Mettendo insieme con pazienza il contenuto di interviste, dibattiti, forum, blog, convegni, programmi tv e quant’altro vi venga in mente negli ultimi tempi emerge che alla prima domanda corrispondono due risposte: l’avvicinamento dei giovani all’agricoltura nasce sia da un bisogno di concretezza avvertita dopo anni di economia basata principalmente sulla speculazione finanziaria, sia dalla difficoltà nel trovare lavoro in altri settori; da qui la disponibilità anche ai lavori stagionali che fino a pochi anni fa facevano solo gli stranieri. Le due motivazioni pesano uguale: scelta e necessità alla pari, cinquanta e cinquanta.

E per quanto riguarda le prospettive dell’agricoltura? Beh, da questo punto di vista regna l’ottimismo e tutti i navigati esperti concordano che nonostante le difficoltà poste da una burocrazia opprimente (ma chi l’ha fatta così?) e dal solito farraginoso sistema Italia (ma chi l’ha voluto?), i giovani in futuro potranno avere grandi soddisfazioni dal settore agricolo e nel contempo anche aiutare l’Italia a recuperare un paesaggio rurale dignitoso che si stava perdendo; forse anche perché aggredito in tutti i modi nei decenni scorsi. I giovani ringraziano e ci sperano davvero.
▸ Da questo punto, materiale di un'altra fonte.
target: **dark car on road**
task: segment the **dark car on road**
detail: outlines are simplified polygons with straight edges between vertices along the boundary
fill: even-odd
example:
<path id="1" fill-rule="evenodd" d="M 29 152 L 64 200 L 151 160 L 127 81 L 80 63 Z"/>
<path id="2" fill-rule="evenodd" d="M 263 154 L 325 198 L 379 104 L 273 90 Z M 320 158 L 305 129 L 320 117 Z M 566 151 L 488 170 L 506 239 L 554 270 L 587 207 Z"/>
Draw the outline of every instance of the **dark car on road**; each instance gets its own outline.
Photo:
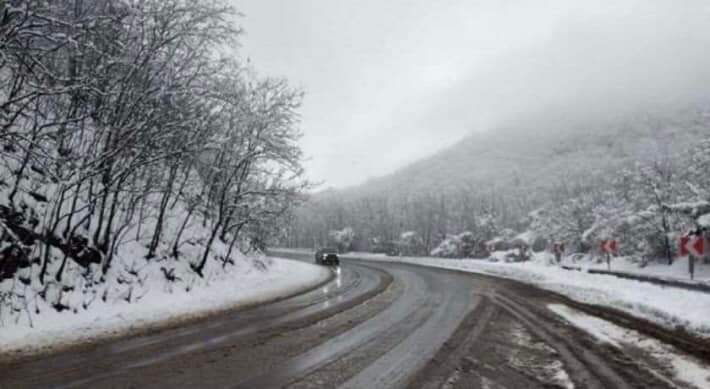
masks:
<path id="1" fill-rule="evenodd" d="M 316 251 L 316 264 L 326 266 L 340 265 L 340 258 L 338 258 L 338 250 L 325 248 Z"/>

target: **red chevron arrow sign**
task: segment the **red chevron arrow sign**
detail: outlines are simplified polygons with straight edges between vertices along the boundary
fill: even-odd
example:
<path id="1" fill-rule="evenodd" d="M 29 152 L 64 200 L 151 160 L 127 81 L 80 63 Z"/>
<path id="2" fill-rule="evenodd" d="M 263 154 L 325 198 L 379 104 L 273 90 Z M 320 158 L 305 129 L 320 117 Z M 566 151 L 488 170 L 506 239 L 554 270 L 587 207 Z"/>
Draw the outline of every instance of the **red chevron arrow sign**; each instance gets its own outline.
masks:
<path id="1" fill-rule="evenodd" d="M 705 239 L 702 236 L 682 236 L 680 238 L 680 255 L 693 255 L 702 257 L 705 255 Z"/>
<path id="2" fill-rule="evenodd" d="M 619 250 L 619 242 L 614 239 L 603 240 L 601 247 L 605 253 L 615 253 Z"/>

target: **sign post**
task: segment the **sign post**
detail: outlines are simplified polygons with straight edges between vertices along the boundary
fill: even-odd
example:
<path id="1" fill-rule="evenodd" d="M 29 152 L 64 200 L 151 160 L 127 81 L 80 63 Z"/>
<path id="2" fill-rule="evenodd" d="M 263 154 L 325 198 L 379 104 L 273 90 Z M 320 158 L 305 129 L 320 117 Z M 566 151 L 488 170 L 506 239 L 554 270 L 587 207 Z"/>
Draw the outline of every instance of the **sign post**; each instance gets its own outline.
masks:
<path id="1" fill-rule="evenodd" d="M 688 273 L 695 278 L 695 259 L 705 256 L 705 237 L 703 234 L 683 235 L 680 237 L 680 255 L 688 256 Z"/>
<path id="2" fill-rule="evenodd" d="M 606 268 L 611 271 L 611 254 L 619 250 L 619 242 L 615 239 L 602 240 L 601 249 L 606 254 Z"/>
Discorsi a parte, le prospettive di lavoro sono concrete e non riguardano solo ortaggi e animali: le agroenergie (biogas e dintorni) negli ultimi anni hanno creato oltre 13mila posti di lavoro (anche problemi e polemiche a dire il vero ma questo è un altro capitolo) e sembra esserci ancora molto spazio di crescita. Probabilmente questo contribuisce a far cambiare l’attenzione dei giovani verso l’agricoltura, che decisamente non è più considerata un settore di serie b. Aggiungiamo un altro dato sul biogas: oggi in Italia il settore è costituito da circa 200 impianti  che producono  circa 900 megawatt di energia ogni anno. Ci manca purtroppo il numero preciso degli addetti, ma parliamo di qualche migliaio di persone.
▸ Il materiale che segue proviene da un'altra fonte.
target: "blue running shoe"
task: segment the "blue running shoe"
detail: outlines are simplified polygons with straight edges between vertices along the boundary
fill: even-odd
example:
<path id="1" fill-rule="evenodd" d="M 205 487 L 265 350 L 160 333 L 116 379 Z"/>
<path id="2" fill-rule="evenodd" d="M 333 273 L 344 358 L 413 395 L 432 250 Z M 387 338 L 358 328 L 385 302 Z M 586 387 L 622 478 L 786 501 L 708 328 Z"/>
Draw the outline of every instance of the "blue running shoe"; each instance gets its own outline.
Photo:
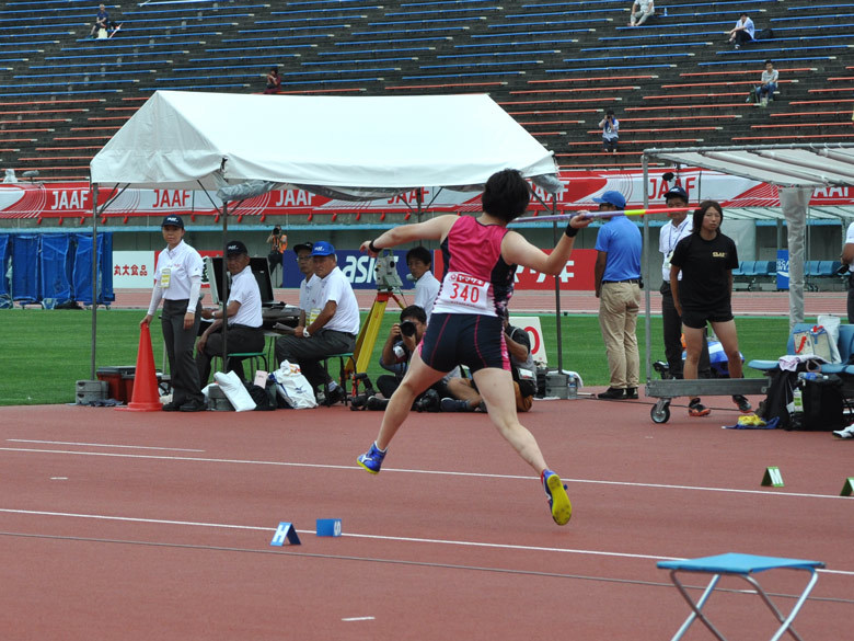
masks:
<path id="1" fill-rule="evenodd" d="M 382 467 L 382 459 L 385 458 L 385 451 L 377 447 L 377 443 L 371 444 L 367 454 L 362 454 L 356 459 L 356 462 L 372 474 L 379 474 Z"/>
<path id="2" fill-rule="evenodd" d="M 552 518 L 557 525 L 566 525 L 573 516 L 573 504 L 566 495 L 566 485 L 552 470 L 543 470 L 541 480 L 552 508 Z"/>

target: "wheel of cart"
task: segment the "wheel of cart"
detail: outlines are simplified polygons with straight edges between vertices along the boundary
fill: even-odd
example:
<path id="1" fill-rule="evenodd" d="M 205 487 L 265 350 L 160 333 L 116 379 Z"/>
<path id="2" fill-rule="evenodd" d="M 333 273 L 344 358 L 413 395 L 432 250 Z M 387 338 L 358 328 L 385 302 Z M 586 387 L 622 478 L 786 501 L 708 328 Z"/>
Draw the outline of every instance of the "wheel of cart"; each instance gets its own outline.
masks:
<path id="1" fill-rule="evenodd" d="M 700 378 L 693 380 L 669 378 L 649 380 L 645 393 L 658 400 L 649 415 L 653 423 L 670 420 L 670 403 L 679 397 L 731 397 L 732 394 L 765 394 L 768 378 Z"/>
<path id="2" fill-rule="evenodd" d="M 670 420 L 670 399 L 658 399 L 649 411 L 653 423 L 667 423 Z"/>

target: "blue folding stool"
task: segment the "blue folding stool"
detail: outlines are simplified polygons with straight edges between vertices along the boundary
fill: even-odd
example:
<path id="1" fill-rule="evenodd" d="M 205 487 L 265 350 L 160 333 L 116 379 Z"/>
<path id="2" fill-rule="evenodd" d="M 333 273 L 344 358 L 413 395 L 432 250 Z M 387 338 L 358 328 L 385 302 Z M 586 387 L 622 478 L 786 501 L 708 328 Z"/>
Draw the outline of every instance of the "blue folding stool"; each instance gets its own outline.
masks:
<path id="1" fill-rule="evenodd" d="M 685 622 L 682 623 L 682 627 L 679 629 L 679 631 L 677 631 L 671 641 L 681 639 L 691 627 L 691 623 L 693 623 L 696 619 L 703 621 L 705 627 L 708 628 L 709 631 L 720 641 L 726 641 L 726 638 L 717 631 L 717 629 L 709 622 L 709 620 L 702 611 L 703 606 L 708 600 L 708 597 L 712 596 L 717 582 L 723 575 L 740 576 L 750 583 L 750 585 L 753 586 L 755 593 L 762 597 L 762 600 L 765 602 L 765 605 L 768 605 L 768 607 L 777 618 L 777 621 L 780 621 L 781 626 L 777 628 L 777 631 L 774 632 L 774 636 L 770 639 L 770 641 L 777 641 L 785 632 L 792 634 L 795 639 L 797 639 L 797 641 L 803 641 L 803 639 L 798 636 L 797 632 L 795 632 L 795 629 L 792 627 L 792 621 L 795 620 L 795 617 L 800 610 L 800 607 L 807 600 L 807 596 L 812 590 L 812 586 L 816 584 L 816 581 L 818 581 L 818 574 L 816 574 L 816 570 L 818 568 L 823 568 L 824 563 L 820 561 L 805 561 L 803 559 L 759 557 L 755 554 L 737 554 L 735 552 L 729 552 L 727 554 L 703 557 L 701 559 L 659 561 L 658 566 L 665 570 L 670 570 L 670 579 L 672 580 L 673 585 L 677 586 L 677 590 L 679 590 L 680 594 L 688 602 L 688 605 L 691 606 L 692 610 L 688 616 L 688 619 L 685 619 Z M 765 570 L 776 569 L 804 570 L 810 574 L 809 582 L 807 583 L 804 592 L 798 597 L 797 603 L 792 608 L 792 611 L 787 617 L 783 616 L 783 614 L 773 604 L 771 598 L 769 598 L 765 591 L 762 590 L 762 586 L 757 582 L 755 579 L 751 576 L 751 574 L 764 572 Z M 682 583 L 679 581 L 678 574 L 680 572 L 714 574 L 714 576 L 712 577 L 712 581 L 709 581 L 708 586 L 703 592 L 703 595 L 696 602 L 694 602 L 688 594 L 688 591 L 685 591 L 684 585 L 682 585 Z"/>

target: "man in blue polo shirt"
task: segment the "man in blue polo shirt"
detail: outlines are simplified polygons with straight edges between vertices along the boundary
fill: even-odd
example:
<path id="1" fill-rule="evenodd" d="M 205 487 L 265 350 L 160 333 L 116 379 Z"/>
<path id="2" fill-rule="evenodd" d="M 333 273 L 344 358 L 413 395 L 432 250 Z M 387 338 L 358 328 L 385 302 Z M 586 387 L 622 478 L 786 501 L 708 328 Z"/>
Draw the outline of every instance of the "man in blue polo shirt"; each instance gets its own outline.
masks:
<path id="1" fill-rule="evenodd" d="M 641 377 L 637 351 L 637 312 L 641 309 L 641 230 L 622 211 L 620 192 L 604 192 L 593 198 L 600 211 L 616 211 L 596 238 L 596 297 L 599 327 L 608 354 L 611 382 L 600 399 L 636 399 Z"/>

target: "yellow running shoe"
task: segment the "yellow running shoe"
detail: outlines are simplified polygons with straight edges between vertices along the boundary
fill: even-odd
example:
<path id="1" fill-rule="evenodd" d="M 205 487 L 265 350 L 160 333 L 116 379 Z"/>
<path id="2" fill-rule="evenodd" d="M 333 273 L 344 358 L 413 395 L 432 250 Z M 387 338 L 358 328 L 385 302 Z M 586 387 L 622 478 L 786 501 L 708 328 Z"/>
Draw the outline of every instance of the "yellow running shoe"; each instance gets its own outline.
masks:
<path id="1" fill-rule="evenodd" d="M 561 477 L 547 469 L 543 470 L 541 481 L 552 508 L 552 518 L 557 525 L 566 525 L 573 516 L 573 504 L 566 495 L 566 485 Z"/>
Un aspetto che sarà utile considerare, sempre in tema di prospettive e per non ingannare i giovani, è che non si può parlare di crescita del biogas (che trova nei campi la sua materia prima) senza affrontare il problema della sua convivenza con l’agricoltura destinata all’alimentazione. Servono regole sull’uso del suolo e piani energetici che consentano lo sviluppo delle agroenergie senza sottrarre spazio (cioè terreni) all’utilizzo tradizionale per la produzione di derrate alimentari; per esempio favorendo l’uso energetico degli scarti delle lavorazioni agricole rispetto alle coltivazioni dedicate. Per non trovarsi presto di fronte a contraddizioni tanto palesi quanto disastrose.
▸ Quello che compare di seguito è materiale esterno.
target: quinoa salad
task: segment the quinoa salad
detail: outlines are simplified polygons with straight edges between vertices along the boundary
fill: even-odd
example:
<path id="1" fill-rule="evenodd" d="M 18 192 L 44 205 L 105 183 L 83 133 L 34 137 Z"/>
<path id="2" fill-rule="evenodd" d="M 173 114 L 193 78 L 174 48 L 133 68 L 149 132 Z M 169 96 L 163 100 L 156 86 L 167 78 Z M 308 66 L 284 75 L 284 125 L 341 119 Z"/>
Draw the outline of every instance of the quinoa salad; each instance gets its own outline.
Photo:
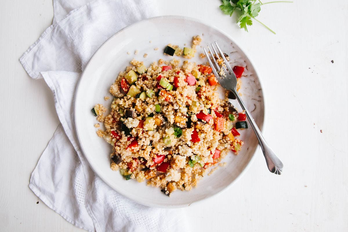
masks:
<path id="1" fill-rule="evenodd" d="M 234 96 L 219 97 L 212 68 L 181 62 L 160 59 L 147 67 L 133 59 L 110 87 L 110 113 L 101 104 L 92 109 L 104 128 L 97 134 L 112 147 L 111 168 L 168 195 L 196 186 L 226 164 L 220 161 L 229 151 L 238 154 L 240 130 L 247 128 L 244 112 L 229 101 Z M 244 68 L 236 67 L 240 78 Z"/>

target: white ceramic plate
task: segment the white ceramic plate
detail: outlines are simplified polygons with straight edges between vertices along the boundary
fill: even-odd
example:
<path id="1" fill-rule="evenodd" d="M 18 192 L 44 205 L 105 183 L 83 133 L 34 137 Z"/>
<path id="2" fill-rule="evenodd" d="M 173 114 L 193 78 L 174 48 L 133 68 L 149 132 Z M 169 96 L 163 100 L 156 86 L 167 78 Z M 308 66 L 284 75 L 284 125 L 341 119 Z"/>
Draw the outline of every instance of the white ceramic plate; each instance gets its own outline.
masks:
<path id="1" fill-rule="evenodd" d="M 147 185 L 146 182 L 125 181 L 119 171 L 110 168 L 110 144 L 98 137 L 93 125 L 97 121 L 90 111 L 97 103 L 109 107 L 113 98 L 109 93 L 110 86 L 120 71 L 130 65 L 134 57 L 143 61 L 148 65 L 160 58 L 170 60 L 172 57 L 163 55 L 169 43 L 183 47 L 191 45 L 192 36 L 200 35 L 201 46 L 217 41 L 222 50 L 228 54 L 233 66 L 246 67 L 242 78 L 240 92 L 242 98 L 251 111 L 255 121 L 261 129 L 263 123 L 264 104 L 260 80 L 249 59 L 233 40 L 224 33 L 194 19 L 181 16 L 166 16 L 150 18 L 126 27 L 104 43 L 90 59 L 81 77 L 76 90 L 74 113 L 77 137 L 82 152 L 95 173 L 110 187 L 120 193 L 145 205 L 163 207 L 179 207 L 206 199 L 220 192 L 233 183 L 245 169 L 258 147 L 258 141 L 251 128 L 241 133 L 245 145 L 238 155 L 232 152 L 223 160 L 227 165 L 219 167 L 212 175 L 207 175 L 190 191 L 180 190 L 168 197 L 160 189 Z M 151 41 L 150 42 L 150 41 Z M 155 48 L 158 48 L 158 50 Z M 203 53 L 198 46 L 197 53 L 191 61 L 205 63 L 199 57 Z M 138 51 L 134 54 L 135 50 Z M 127 52 L 130 55 L 127 54 Z M 148 54 L 146 58 L 145 53 Z M 175 57 L 178 58 L 178 57 Z M 182 59 L 182 58 L 181 58 Z M 109 96 L 105 102 L 104 97 Z M 236 100 L 231 102 L 238 111 L 241 109 Z"/>

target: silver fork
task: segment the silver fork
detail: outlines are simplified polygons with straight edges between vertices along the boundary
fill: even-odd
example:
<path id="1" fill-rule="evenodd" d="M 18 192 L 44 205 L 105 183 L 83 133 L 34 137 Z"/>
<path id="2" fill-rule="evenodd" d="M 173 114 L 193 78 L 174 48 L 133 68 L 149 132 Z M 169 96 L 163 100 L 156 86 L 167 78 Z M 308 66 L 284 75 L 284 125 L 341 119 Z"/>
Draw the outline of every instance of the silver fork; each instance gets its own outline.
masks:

Prospettive interessanti ce ne sono anche nell’agriturismo con le sue derivazioni: cicloturismo, ippoturismo e l’agriturismo enogastronomico. Lo sviluppo turistico rappresenta una grande opportunità per il mondo agricolo e per l’Italia in generale, anche perché si tratta di attività che implicitamente comportano la difesa dell’ambiente. Anche qui riusciamo a dare un dato: l’agriturismo enogastronomico porta in tutta Italia circa 4,5 milioni di turisti ogni anno per un indotto di circa 5 miliardi di euro. Se vi sembrano tanti sappiate che la sola Napa Valley in California ne attira 6 milioni. Per migliorare servirebbero un migliore coordinamento, anche in collegamento con le località turistiche tradizionali, e politiche adeguate.

Questi spunti nascono dalla tavola rotonda in tema agricoltura nel corso del terzo incontro dell’edizione 2013 di ‘Economia sotto l’ombrellone’ svoltosi a Lignano Pineta il 17 agosto.